However, Mr. Booh-Booh did not follow the Prosecution in its claim that the interim government ought to be qualified as "criminal".
Now a retired diplomat, Mr. Booh-Booh, a Cameroonian, was called to the witness stand by the defence of Joseph Nzirorera, who was in 1994 the Secretary General of the then ruling party MRND. "In my opinion, it was an illegal government (...) I kept my distance from a government which, given my background as a jurist, I thought of as being illegal", he told the court.
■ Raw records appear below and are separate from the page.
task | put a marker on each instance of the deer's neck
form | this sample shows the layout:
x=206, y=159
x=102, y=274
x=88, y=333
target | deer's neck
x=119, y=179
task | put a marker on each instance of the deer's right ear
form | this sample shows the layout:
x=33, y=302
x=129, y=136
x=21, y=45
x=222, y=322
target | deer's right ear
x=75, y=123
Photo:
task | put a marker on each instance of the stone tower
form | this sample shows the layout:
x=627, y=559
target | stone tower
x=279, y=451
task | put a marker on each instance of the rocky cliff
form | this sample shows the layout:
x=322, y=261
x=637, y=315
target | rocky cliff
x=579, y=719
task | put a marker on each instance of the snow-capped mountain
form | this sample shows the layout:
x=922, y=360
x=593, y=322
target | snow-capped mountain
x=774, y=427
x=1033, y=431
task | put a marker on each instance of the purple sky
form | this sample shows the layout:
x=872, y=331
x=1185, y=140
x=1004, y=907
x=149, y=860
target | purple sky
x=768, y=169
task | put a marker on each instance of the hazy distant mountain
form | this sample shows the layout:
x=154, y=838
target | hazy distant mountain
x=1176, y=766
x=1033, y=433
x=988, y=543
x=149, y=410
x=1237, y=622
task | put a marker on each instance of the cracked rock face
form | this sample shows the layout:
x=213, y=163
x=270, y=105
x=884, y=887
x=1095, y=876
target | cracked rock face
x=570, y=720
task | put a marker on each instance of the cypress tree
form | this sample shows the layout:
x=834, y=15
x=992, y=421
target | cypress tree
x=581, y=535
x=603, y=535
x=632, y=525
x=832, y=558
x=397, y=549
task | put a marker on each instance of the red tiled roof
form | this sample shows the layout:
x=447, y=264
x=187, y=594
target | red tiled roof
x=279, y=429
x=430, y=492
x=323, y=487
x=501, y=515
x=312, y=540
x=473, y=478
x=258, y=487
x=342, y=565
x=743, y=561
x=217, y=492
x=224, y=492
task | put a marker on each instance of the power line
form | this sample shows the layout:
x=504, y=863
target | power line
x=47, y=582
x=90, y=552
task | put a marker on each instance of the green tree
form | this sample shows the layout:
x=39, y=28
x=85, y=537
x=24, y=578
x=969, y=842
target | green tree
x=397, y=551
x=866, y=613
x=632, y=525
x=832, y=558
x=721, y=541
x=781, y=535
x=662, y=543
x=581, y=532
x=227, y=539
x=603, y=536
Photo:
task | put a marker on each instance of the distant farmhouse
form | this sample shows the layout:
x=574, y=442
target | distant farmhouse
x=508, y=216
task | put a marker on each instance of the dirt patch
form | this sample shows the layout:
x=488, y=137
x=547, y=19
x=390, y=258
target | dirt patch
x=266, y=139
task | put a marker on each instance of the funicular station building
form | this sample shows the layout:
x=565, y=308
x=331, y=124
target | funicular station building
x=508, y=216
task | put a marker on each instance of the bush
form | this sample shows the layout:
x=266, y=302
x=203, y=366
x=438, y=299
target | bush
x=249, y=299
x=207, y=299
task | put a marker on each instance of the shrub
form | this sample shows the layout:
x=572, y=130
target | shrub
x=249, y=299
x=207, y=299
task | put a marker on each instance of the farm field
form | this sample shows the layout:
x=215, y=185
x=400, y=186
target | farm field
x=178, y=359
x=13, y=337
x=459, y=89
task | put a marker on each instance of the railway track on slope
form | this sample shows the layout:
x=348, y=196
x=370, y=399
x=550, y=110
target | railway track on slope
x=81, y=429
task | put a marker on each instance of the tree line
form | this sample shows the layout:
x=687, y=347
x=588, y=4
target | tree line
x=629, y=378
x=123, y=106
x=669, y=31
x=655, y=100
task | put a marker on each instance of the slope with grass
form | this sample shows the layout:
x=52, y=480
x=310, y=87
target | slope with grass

However, when Prosecution counsel Don Webster supported that the interim government was actually a gang of criminals, the former head of UNAMIR replied: "I don't know of a criminal government".
Tuesday when the former diplomat started his testimony he blamed the former UN force commander, General Romeo Dallaire, and the international community for not taking appropriate action to control the Rwandan crisis.
Other accused tried alongside Nzirorera are former President of the MRND, Mathieu Ngirumpatise and its Vice President, Edouard Karemera. The trial continues next Monday.
The hearing of genocide trial against the former Rwandan minister of Planning, Augustin Ngirabatware also continued this week but only one witness, code-named ANAO for security reason was heard.
Wednesday, the accused asked ICTR to request the Holy See to arrange for a meeting between his lawyers and the Apostolic nuncio to Rwanda in 1994, Monsignor Giuseppe Bertello.
His lawyers want Mgr. Bertello to testify, as they assert he would, in support of Ngirabatware's alibi for the period between April 7 and April 12, 1994. According to the indictment and to several prosecution witnesses, Ngirabatware was in his hometown of Nyamyumba (Gisenyi Prefecture) from April 6 to April 12, inciting Hutus to kill their Tutsi neighbours.
In a written request submitted to the judges, the Defence asserts that the defendant was in fact in Kigali where he met most notably with the papal nuncio.